Now we will also prepare the author abbreviations data set. These data come from IPNI, and were minimally processed on my end, see the script within the data-raw directory on github for details. We will save a copy of them in the taxonomy directory as well.

data('ipni_authors', package='BarnebyLives')
p2 <- '/media/steppe/hdd/BL_sandbox/taxdata-MI'
write.csv(ipni_authors, file.path(p2, 'ipni_author_abbreviations.csv'))

Download all geographic data and set up an instance

The package has one function, data_download which is able to download most of the data you need automatically. A second function tile_selector will help you determine which files you need to download manually.

# I am using R markdown so want to be really sure save data to the correct location
# so I will use an absolute path
data_download(path = '/media/steppe/hdd/BL_sandbox/raw_data') 
# if you are using an interactive R script. (file.R) you should be able to do something
# similar or even just cd into the directory where you want to save everything and 
# run the function ala `download-data()`

We will define a geographic extent that covers our area of interest. It will be a simple square, and grabbing coordinates from Open Street Maps, or a similar service, will suffice.

bound <- data.frame(
   y = c( 48,  48,  41,  41,  48),
   x = c(-91, -82, -82, -91, -91)
 ) # note that the 5th pair of coordinates is the same
# as the first pair (48, -91), this is required to 'close'
# the square. 

tileSelector(bound)

We will download a few attributes from Geomorpho90m from a Minio page. We need both ‘aspect’ (NOT ‘sine’ or ‘cosine’) and ‘geom’ from here, you should be able to control find these in their respective directories and manually download them quickly. Once the files are downloaded copy them to the same location as you had data_download save files.

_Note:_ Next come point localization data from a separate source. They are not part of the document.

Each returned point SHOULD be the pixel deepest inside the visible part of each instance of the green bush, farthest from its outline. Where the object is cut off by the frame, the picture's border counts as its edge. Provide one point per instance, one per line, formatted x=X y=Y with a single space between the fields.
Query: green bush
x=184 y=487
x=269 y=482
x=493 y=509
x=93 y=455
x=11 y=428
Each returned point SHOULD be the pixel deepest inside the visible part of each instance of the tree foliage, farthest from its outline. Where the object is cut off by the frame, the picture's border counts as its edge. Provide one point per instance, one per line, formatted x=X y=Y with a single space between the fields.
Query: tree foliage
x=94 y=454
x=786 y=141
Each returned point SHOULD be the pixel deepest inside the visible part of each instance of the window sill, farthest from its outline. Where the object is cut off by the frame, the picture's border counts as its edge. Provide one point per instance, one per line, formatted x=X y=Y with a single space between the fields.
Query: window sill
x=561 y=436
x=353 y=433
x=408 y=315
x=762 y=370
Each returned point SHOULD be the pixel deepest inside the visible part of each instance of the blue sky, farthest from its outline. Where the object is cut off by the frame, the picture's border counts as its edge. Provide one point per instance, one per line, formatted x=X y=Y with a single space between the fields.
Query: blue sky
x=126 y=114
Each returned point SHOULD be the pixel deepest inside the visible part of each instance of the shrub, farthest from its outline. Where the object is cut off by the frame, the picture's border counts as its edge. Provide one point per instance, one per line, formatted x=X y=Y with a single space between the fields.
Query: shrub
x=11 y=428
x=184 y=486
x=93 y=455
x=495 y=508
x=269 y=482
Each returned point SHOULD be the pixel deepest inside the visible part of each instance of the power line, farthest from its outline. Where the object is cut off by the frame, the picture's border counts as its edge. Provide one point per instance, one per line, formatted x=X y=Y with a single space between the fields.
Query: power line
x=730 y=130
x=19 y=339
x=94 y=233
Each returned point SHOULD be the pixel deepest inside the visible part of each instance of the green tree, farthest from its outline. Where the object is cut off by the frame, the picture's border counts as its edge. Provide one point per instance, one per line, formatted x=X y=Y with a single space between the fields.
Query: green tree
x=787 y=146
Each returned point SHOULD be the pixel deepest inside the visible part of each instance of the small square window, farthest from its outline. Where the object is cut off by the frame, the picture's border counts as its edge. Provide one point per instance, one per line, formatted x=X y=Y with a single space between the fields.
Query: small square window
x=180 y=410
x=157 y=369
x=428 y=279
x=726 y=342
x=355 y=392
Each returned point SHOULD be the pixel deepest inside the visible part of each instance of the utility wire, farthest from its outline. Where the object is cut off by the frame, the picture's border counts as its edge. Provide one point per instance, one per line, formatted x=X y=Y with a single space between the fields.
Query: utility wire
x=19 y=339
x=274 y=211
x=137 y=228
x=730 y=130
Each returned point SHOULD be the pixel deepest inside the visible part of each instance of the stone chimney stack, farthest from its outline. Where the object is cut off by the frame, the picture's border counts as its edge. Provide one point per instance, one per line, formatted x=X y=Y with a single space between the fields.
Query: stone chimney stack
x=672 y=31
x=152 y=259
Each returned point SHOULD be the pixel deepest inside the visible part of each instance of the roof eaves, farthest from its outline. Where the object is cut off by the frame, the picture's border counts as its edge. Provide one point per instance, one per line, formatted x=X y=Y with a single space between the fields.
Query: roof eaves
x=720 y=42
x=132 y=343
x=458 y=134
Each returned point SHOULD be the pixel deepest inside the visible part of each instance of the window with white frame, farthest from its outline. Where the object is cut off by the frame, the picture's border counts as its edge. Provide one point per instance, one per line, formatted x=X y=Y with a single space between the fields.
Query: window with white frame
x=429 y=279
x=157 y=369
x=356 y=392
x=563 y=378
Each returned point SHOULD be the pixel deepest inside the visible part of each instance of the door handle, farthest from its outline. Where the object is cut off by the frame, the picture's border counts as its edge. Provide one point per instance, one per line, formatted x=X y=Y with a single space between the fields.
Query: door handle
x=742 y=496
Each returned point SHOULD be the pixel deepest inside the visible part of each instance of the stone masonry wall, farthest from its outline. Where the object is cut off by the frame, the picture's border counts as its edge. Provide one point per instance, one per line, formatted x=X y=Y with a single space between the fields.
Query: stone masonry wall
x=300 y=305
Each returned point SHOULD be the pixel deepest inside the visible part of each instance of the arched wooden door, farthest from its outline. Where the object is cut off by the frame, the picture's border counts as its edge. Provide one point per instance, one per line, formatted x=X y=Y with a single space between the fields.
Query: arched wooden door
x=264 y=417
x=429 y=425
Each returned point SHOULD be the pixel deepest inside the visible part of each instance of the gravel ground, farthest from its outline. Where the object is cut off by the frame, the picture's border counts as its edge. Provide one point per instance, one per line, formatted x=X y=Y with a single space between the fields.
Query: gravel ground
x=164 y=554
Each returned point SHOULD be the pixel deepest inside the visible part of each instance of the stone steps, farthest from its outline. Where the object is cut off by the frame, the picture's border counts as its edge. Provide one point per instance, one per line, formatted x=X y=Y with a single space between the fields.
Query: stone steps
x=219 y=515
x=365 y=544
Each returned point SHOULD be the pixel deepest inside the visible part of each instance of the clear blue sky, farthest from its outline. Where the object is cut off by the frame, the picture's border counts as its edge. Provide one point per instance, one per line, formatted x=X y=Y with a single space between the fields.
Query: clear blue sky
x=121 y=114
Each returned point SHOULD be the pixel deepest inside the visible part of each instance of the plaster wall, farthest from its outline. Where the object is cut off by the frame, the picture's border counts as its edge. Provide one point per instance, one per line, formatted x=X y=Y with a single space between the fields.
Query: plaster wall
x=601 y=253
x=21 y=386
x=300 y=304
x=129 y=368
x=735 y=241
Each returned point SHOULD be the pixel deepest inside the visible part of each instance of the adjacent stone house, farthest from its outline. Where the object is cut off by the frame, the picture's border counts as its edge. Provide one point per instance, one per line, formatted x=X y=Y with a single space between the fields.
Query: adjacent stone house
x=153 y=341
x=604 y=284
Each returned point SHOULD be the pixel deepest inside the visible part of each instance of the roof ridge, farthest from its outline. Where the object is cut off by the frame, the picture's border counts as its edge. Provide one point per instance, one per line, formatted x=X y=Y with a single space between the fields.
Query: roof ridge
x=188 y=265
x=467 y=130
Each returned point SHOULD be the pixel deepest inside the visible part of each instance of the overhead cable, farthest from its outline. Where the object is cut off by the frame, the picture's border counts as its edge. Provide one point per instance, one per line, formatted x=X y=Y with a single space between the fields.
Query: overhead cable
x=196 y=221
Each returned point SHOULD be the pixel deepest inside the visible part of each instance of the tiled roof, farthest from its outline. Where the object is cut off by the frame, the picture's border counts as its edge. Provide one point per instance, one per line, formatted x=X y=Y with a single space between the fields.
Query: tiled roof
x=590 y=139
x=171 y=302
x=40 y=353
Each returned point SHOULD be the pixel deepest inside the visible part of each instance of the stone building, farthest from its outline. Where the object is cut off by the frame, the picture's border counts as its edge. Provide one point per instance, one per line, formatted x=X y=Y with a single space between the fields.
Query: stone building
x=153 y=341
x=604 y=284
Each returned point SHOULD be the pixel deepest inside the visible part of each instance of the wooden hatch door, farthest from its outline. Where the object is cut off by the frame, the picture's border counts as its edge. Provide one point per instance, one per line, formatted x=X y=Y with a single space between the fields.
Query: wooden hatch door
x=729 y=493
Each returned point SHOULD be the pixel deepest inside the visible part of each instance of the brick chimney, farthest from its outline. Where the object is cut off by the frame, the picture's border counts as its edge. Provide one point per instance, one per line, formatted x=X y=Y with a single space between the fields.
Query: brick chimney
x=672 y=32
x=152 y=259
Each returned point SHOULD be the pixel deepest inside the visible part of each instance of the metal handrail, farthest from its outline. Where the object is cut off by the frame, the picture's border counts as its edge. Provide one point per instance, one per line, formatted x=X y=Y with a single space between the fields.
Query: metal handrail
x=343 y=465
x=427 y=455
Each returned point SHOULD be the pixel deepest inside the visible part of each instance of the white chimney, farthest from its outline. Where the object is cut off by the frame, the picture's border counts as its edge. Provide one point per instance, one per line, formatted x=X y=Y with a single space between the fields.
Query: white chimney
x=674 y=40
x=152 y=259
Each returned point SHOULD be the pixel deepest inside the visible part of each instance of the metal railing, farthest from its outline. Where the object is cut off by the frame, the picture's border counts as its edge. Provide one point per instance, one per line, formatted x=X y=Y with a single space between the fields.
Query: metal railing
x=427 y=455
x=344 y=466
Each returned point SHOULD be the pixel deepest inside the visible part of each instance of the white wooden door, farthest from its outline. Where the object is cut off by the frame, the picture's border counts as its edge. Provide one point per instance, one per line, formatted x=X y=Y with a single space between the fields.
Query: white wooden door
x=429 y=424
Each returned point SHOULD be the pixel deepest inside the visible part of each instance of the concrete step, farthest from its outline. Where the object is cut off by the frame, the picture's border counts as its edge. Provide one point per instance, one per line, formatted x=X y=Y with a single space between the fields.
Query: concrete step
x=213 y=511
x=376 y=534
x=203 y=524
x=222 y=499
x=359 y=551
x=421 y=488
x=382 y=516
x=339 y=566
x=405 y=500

Halfway there! Now we also need to manually download data on elevation from MERIT-DEM. Yes you technically need to register here, but you will automatically get a log in password to any email you enter, and it works! These tiles follow the same naming convention as the formed data set - in fact the previous data set is derived from this one. Also save these files to the location you have data_download save files.

Now that you have all of the data we can set up an instance, to do this all we need to do is run the following function. Specify where the downloaded data are ‘path’, where to save the date ‘pathOut’, the square (or bounding box) around your study area ‘bound’, and whether to remove the raw downloaded files ‘cleanup’. I always leave cleanup = FALSE, until I am 100% certain that everything is all good, which means running data through the pipeline and printing labels a couple times.

data_setup( # this one will take maybe 30 minutes or so - can't recall but a start
  # and walk away or do emails type event. 
  path = '/media/steppe/hdd/BL_sandbox/geodata_raw', 
  pathOut = '/media/steppe/hdd/BL_sandbox/geodata-MI',
  bound = bound, cleanup = FALSE
  )

Finishing up.

And that’s it! After a few runs of the system feel free to delete the raw data, you can do that by hand, or by initializing the instance using the ‘data_setup’ function; but that kind of seems like overkill!